The Golden Rule: "He who has the gold, makes the rules."
Truth is that money is all that matters. Nothing else in the world of business matters not relationships, not customers, not Boards of Directors or CEOs. Money.
Until a person realizes this, they will be forever caught in a cycle of thought that is not truth.
"Follow the money!" is the best way to see how society works, and is why every government wants their hands in our money. Meaningful change in this world requires money. No amount of idealism or 'using our powers' can change that.
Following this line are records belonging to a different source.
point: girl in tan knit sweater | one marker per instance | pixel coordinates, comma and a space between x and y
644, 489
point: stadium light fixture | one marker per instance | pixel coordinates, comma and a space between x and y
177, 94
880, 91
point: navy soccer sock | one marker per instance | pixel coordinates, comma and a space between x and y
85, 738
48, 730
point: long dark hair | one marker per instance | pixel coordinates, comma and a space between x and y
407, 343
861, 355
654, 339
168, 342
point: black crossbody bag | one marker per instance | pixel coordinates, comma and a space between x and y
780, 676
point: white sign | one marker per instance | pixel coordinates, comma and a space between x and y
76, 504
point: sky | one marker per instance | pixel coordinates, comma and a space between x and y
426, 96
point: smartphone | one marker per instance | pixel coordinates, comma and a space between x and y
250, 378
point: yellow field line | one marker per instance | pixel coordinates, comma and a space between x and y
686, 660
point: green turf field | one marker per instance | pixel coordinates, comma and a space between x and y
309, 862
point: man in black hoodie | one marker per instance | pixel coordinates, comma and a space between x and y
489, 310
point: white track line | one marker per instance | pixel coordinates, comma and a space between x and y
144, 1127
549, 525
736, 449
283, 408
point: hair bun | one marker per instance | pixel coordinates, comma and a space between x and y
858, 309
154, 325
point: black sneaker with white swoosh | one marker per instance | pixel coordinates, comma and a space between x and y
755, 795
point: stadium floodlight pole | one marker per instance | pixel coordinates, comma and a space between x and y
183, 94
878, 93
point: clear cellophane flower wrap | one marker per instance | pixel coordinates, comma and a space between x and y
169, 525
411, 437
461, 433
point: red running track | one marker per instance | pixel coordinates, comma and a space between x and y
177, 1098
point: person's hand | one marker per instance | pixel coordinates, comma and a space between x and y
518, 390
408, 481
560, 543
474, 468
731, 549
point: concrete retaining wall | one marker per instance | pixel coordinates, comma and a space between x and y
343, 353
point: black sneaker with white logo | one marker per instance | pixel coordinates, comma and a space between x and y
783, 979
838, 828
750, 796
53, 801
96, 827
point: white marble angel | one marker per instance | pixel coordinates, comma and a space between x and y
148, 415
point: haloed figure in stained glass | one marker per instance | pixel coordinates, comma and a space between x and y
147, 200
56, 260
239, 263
Do the wizards have 'F-Off' money? No. Will they ever? No.
This is a wild take. Software developers do the dirty work. We're one step below wall street.
This is not only a truth of the world we currently inhabit, it has always been a truth, of all the worlds we have inhabited. Power and greed go hand in hand for a reason and the struggle to find the balance is, and will always be present.
It was not true of this world 150 years ago that any person with sufficient learning could tap buttons to create an experience to be found in the hand of the majority of living humans.
I agree power and greed go hand in hand - absolute power corrupts, absolutely - but this bit? This is new.
https://www.amazon.com/New-Kingmakers-Developers-Conquered-W... ("The New Kingmakers: How Developers Conquered the World")
https://web.archive.org/web/20200915000000*/https://try.newr... [pdf]
Ah yes, The Roads Must Roll.
It's worth remembering that folks who can be bought, can be bought off and spend a lot of time enjoying their riches while true believers are somewhat more difficult to convince and don't take any time off.
That's important because all of the big evils have been perpetrated by true believers in pursuit of their "one true way." (Yes, some large evils have been perpetrated by folks chasing money. I'm talking about things like wholesale slaughter of as many people as they could lay their hands on.)
"In effect, we conjure the spirits of the computer with our spells"
t. Introduction of SICP
The worst are the programmers of the mobile games for kids.